Most sensory vocabulary for beverages comes from wine. Some comes from tea. A little comes from coffee. When people first taste Buna, they often reach for these borrowed terms — and some of them fit, partially. But Buna does things that don't map cleanly onto any existing vocabulary.
What follows is not a glossary of correct terms. It is an account of what people have found useful when describing what this particular leaf produces — and where those descriptions come from.
Words that have earned their place
In Buna, green is not a defect. It is the most direct expression of the leaf — the character that says: this came from a plant, recently, with minimal interference. It is the dominant note in minimally processed young leaf, and it arrives as a brightness on the palate that is often cooling.
Green in Buna is different from green in a badly-prepared cup of another beverage. It is not harsh or raw. It is the smell of something living, expressed in the cup.
This is one of the more distinctive things Buna does, and it is not simply a cold sensation. There is a compound in coffee leaf — most concentrated in young leaves — that produces a genuine cooling quality on the palate, independent of the temperature of the beverage. Served chilled, this effect becomes pronounced.
People who encounter it for the first time often look at the cup again, as though checking whether something else was added. Nothing was.
Floral in Buna is not heavy or perfumed in the way that word can suggest. It is softer — a quality that some people describe as powdery, others as honey-like, others specifically as violet. It develops through processing, not from the raw leaf, and it is most present in oolong-style and yeast-fermented preparations.
It often arrives in the aroma before the taste — something you notice before the cup reaches your lips.
The sweetness in Buna does not come from sugar, and it is not the same as the sweetness of fruit juice or a sweetened drink. It is something closer to what the word honeyed means — a richness that reads as sweet without being sharp.
Researchers have consistently found that consumers rate sweetness as the most desirable quality in Buna. This is also the character most associated with the compound that has been measured at the highest intensity in coffee leaf studies.
Bitterness in Buna is real and consistent — it is present in all preparations because the compounds that cause it are always present in the leaf. But its prominence is highly variable. Temperature, processing, leaf age, and brew time all affect how much bitterness arrives in the cup.
Bitterness is perceived at the back of the tongue. It is a taste — it arrives in the liquid and registers while drinking. This is different from astringency, which is a texture.
Astringency is not a taste. It is a tactile sensation — a drying, contracting feeling in the mouth that comes from compounds binding with proteins in saliva. In Buna it is caused primarily by tannins and chlorogenic acids, both of which are consistently present.
At low levels, astringency contributes structure — the quality that makes a beverage feel like it has edges. At high levels it becomes drying and unpleasant. The difference between the two is largely a matter of brew parameters.
Woody character in Buna is not a defect. Research has identified it as one of three primary sensory descriptors for coffee leaf tea — alongside green and sweet. It is most prominent in mature leaf processed by full oxidation, Kuti roast, or Kawa Daun smoke.
It is the character that places Buna closest to something ancient — an old forest floor, dry bark, a fire that has been burning a long time. People who encounter it either find it immediately appealing or need a few cups before they do.

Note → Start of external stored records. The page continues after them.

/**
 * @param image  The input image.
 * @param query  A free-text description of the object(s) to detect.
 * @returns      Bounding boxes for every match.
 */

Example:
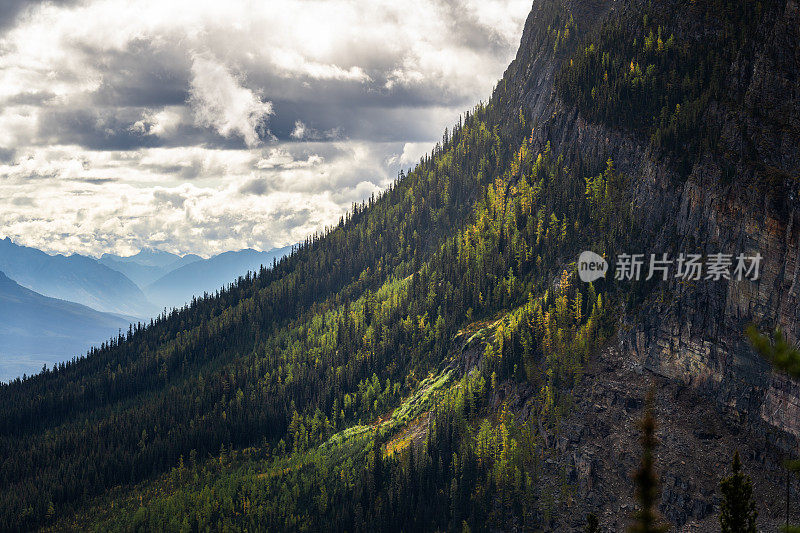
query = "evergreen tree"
[719,451,758,533]
[628,389,667,533]
[747,325,800,533]
[584,513,600,533]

Bitter and astringent are not the same
Take a sip of Buna and hold it briefly. The taste you register while the liquid is in your mouth — particularly at the back of the tongue — is bitterness. It is a flavour.
After you swallow, notice what happens to the inside of your cheeks and gums. If they feel drier, more contracted, as though something is pulling at the tissue — that is astringency. It is a sensation, not a taste.
Both can be present simultaneously. Both can be modified by how the leaf is processed and how the beverage is prepared. They respond to different variables.
The same leaf, different words
The same Arabica leaf, processed differently, requires different vocabulary. This is one of the things that makes Buna unusual — the range of sensory experience available from a single source.
Green, refreshing, clean, lightly vegetal. Low bitterness. Short finish. The most direct expression of the leaf itself.
Floral, sweet, honeyed, softly fruity. The transformation compounds — ionones, esters — develop here. This is where sweetness and floral character are most accessible.
Woody, earthy, structured. More tannin. More bitterness. A longer finish. The character of age and patience.
Smoky, roasty, charred at the edges. Guaiacol and pyrazines. Traditional preparation in Kuti and Kawa Daun. The furthest the leaf can travel from its raw state.
Mineral, savoury, occasionally umami-adjacent. Long boiling at high heat extracts amino acids and mineral salts not accessible through shorter infusion. Traditional Ethiopian and Harari practice.
The language is useful. The chemistry explains why these words fit — where each quality comes from in the leaf, and what changes it.